Table 2. Vibration data distribution.

https://doi.org/10.1371/journal.pone.0189143.t002

Feature extraction

In this section, the time series vibration data from Section 3 is subjected to statistical analyses. The features obtained, namely, the skewness factor, kurtosis factor, crest factor, shape factor, impulse factor and margin factor, were converted from the corresponding equations in Table 3. The statistical features were subsequently used as features (inputs) for SVM model training and testing purposes. Each statistical feature presented has unique characteristics and reveals informative data regarding system status.

Download:

Table 3. Statistical features.

https://doi.org/10.1371/journal.pone.0189143.t003

Fig 2 shows the data distribution of the skewness factor, kurtosis factor, crest factor, shape factor, impulse factor and margin factor, respectively, for the vibration signals collected from a 7-mil fault diameter with a 1-HP motor load.

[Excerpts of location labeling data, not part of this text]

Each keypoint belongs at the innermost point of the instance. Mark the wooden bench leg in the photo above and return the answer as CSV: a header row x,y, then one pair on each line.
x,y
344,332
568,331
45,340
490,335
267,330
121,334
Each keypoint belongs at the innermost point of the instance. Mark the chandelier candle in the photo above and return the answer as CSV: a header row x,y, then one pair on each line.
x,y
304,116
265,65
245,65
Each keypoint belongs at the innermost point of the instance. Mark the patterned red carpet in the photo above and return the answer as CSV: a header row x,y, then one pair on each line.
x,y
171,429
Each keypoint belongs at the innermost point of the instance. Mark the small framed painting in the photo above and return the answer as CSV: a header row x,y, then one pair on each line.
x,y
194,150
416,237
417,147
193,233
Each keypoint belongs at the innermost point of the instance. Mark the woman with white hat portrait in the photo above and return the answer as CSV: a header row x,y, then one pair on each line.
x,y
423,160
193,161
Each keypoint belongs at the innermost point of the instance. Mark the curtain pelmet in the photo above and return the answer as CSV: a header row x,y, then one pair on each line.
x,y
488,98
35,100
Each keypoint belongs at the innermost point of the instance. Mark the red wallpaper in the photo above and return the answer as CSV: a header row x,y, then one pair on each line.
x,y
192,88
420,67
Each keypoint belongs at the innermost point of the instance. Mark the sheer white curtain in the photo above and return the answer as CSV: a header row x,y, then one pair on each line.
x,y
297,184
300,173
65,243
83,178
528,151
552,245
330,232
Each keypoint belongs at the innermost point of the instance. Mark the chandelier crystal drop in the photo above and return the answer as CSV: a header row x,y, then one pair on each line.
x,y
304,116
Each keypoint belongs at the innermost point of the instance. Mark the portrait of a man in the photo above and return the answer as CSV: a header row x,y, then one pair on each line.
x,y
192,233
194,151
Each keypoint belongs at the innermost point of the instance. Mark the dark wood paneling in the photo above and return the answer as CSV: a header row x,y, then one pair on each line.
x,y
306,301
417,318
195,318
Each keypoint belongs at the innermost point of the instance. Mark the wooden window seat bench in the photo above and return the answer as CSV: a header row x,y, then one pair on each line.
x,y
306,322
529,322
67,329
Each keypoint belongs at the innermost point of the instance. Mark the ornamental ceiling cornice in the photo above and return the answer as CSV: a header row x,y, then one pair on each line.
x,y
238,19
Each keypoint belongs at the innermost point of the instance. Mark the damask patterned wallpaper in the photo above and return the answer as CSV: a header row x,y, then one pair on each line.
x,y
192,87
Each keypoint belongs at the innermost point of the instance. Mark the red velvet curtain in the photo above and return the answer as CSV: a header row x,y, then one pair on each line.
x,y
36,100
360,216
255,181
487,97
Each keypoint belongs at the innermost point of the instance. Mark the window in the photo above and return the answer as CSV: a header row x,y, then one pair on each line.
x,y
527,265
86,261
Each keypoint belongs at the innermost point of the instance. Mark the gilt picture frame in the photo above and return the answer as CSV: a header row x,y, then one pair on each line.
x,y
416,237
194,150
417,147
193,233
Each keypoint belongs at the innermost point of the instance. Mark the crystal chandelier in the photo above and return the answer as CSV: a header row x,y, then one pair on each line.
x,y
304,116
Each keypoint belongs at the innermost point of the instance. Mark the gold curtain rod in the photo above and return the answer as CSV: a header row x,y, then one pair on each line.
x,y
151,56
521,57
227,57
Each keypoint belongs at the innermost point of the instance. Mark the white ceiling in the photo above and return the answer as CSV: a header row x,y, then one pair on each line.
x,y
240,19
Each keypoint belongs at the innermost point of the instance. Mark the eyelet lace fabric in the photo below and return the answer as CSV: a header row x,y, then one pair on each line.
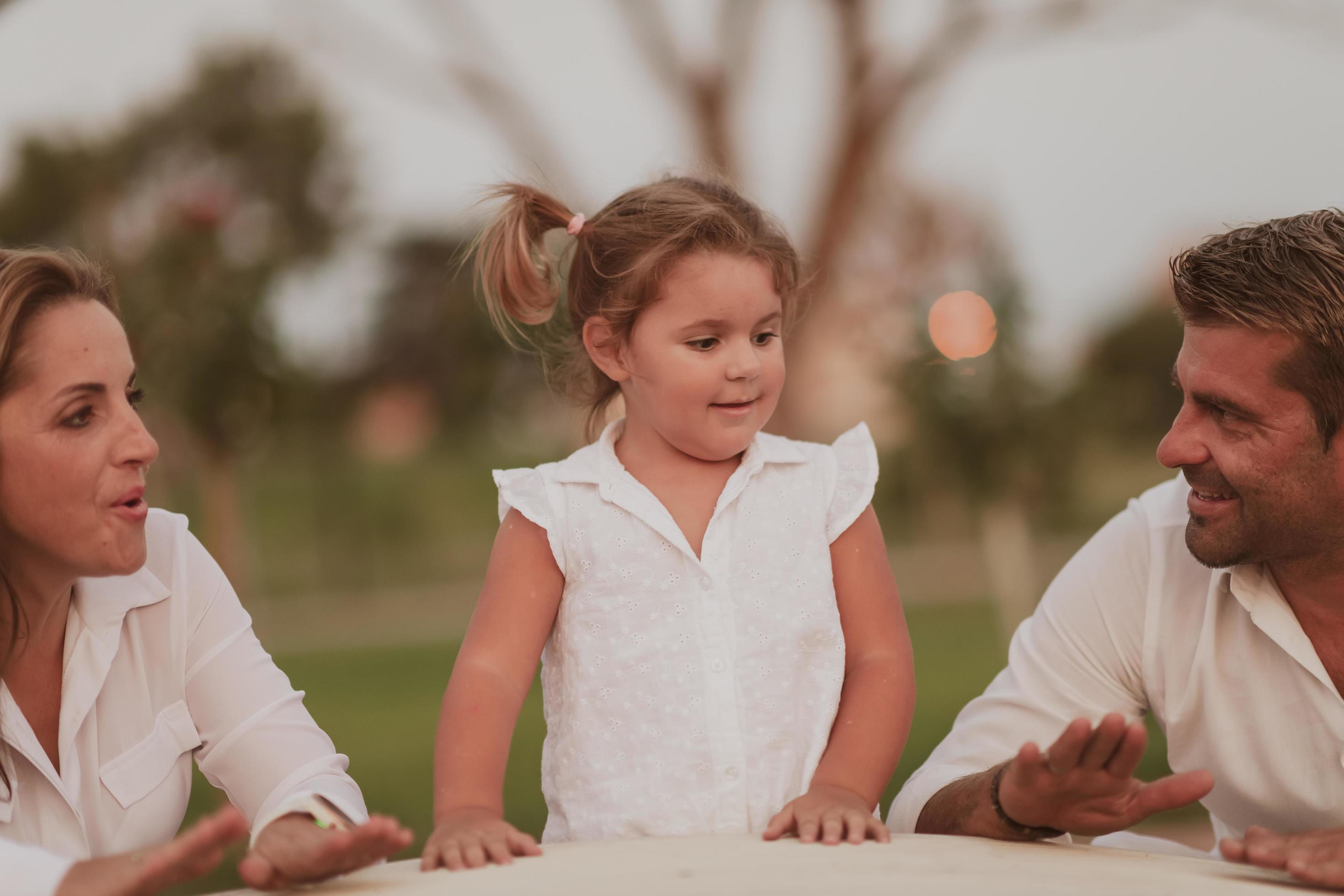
x,y
690,695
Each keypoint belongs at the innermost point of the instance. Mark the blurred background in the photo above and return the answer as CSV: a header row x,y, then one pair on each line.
x,y
284,191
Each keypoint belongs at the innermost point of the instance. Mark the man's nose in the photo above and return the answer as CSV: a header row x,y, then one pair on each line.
x,y
1183,447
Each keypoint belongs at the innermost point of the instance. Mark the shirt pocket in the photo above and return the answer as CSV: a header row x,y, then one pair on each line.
x,y
132,776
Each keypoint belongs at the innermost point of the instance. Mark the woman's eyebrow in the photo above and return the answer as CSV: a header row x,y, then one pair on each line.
x,y
82,387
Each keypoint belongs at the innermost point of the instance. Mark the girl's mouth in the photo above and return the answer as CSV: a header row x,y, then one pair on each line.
x,y
736,409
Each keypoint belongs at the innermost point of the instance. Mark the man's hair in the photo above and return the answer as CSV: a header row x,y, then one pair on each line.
x,y
1284,276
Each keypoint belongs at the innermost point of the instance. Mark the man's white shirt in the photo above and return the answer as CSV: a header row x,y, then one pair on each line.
x,y
159,667
1133,624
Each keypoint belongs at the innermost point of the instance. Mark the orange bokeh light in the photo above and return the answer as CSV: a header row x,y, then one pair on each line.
x,y
963,325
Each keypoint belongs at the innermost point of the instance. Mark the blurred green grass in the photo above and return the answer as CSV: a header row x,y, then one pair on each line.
x,y
381,707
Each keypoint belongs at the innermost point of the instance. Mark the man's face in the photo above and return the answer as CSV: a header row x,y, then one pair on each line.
x,y
1263,487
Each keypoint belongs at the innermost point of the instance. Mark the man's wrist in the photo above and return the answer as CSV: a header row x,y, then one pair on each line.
x,y
1033,832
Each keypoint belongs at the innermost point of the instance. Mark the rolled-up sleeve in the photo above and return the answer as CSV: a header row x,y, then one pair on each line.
x,y
1078,655
32,871
258,742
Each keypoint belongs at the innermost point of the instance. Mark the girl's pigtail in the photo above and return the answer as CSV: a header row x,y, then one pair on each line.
x,y
514,268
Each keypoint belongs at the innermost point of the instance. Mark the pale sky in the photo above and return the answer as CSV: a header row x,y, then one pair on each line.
x,y
1101,152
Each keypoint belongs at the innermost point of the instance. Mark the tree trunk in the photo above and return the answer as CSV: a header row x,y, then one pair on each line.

The dataset was attached as S1 Data File.

Download:

Fig 2.

(a) Skewness factor, (b) kurtosis factor, (c) crest factor, (d) shape factor, (e) impulse factor and (f) margin factor of all bearing conditions.

https://doi.org/10.1371/journal.pone.0189143.g002

Since there was a total of 100 samples for each bearing condition, 50% of the samples were randomly selected as training data to synthesize the machine learning model, while the remaining 50% of the samples were used to validate the trained machine learning model.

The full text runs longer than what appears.